The COVID-19 outbreak is a stark reminder of the importance of health care especially for the less fortunate and under- privileged.
Currently only 9 million of the total South African population of 58 million people are currently covered by medical schemes – 15% of the population. That means 85% of the population had to face this pandemic uncovered and reliant on the public healthcare system!
The COVID- 19 pandemic has also clearly illustrated that employers do have a Duty of Care towards their employees to provide adequate and appropriate health care benefits. However, the problem is that the cost of medical aids is exorbitant and given the current economic climate, most employers do not have the financial resources to offer such expensive benefits.
Public sector health-care facilities are poorly managed, under strain and with the implementation of National Health Insurance still years away, employers do need to provide some health benefits.
Fortunately, there is an alternative option in the form of primary health-care insurance.
Accepted such plans do not afford as comprehensive cover as a medical-aid, they do however provide workers with access to unlimited private doctor visits, specialist visits, acute medicines, chronic medication cover, basic tests, optometry, dentistry, emergency services and private hospital cover for trauma and accidents according specified limits, at much-reduced contribution rates. Dependent on the plan elected by the employer, these health insurance solutions can be secured for as little as R185 per month.
A small price to pay for your Duty of Care.
Salient differences between health insurance and medical aid
“Health Insurance” and “Medical-aid” are often used interchangeably but they are significantly different. Medical aid is a more comprehensive form of health cover and the two offerings are subject to different legislation and regulators.
The salient differences between the two types of health benefits can be summarized as follows:
Medical aid would typically include private hospital care, doctors’ visits, medication and more.
- Medical Aid is governed by The Council for Medical Schemes and the South African Medical Schemes Act.
- Treatment cover is based on a specific medical scheme tariff.
- Must cover Prescribed Minimum Benefits in full. These are a set of defined benefits to ensure that all medical scheme members have access to certain minimum health services, regardless of the benefit option they have selected
- Does not offer additional benefits such as death or funeral cover.
- Sometimes has a financial shortfall, in which case the patient will be required to cover the price difference out-of-pocket or through additional “gap cover”.
Low-cost or Primary Care Health Insurance
Low-cost or Primary Care Health Insurance is an insurance product designed to provide access to quality private healthcare at an affordable price. These products focus on the essential healthcare needs of most South Africans and includes a range of primary healthcare and hospitalization benefits.
- Governed by the Financial Services Board and Short-term Insurance Act.
- More affordable than medical aid, starting as low as R180 per month for the entry level plans, but concomitantly these plans offer little less coverage.
- Covers treatment at fixed amounts. These payments are generally made to the member who will then decide how best allocate the funds.
- Covers only certain types of illnesses, injuries, or procedures.
- Is subject to waiting periods if a group scheme is not implemented.

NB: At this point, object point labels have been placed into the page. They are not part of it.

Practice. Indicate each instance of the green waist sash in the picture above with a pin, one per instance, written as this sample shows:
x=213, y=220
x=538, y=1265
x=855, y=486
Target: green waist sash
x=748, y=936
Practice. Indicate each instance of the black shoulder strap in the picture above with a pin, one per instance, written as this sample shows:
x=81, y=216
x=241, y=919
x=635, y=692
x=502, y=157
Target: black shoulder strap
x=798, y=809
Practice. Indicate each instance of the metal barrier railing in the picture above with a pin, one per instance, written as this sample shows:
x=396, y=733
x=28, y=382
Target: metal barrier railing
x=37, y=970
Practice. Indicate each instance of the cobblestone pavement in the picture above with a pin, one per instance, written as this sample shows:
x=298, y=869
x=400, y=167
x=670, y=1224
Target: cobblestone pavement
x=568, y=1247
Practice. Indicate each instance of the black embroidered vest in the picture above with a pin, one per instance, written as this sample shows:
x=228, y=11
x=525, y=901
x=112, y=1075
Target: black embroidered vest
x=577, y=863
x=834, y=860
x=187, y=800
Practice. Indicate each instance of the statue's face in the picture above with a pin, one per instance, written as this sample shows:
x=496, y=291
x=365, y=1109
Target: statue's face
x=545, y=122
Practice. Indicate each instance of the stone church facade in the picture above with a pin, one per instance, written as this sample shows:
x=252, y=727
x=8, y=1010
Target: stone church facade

- Members will generally pay one set fee or premium for their family.
- Often will allow you to add additional benefits (buy-up options) such as accident and emergency cover, hospital and maternity lump sum benefits, and death or funeral cover.
If your employees are among the 85% of the population who are not covered, are you furnishing your Duty of Care? Especially considering the low cost of providing some entry level health benefit.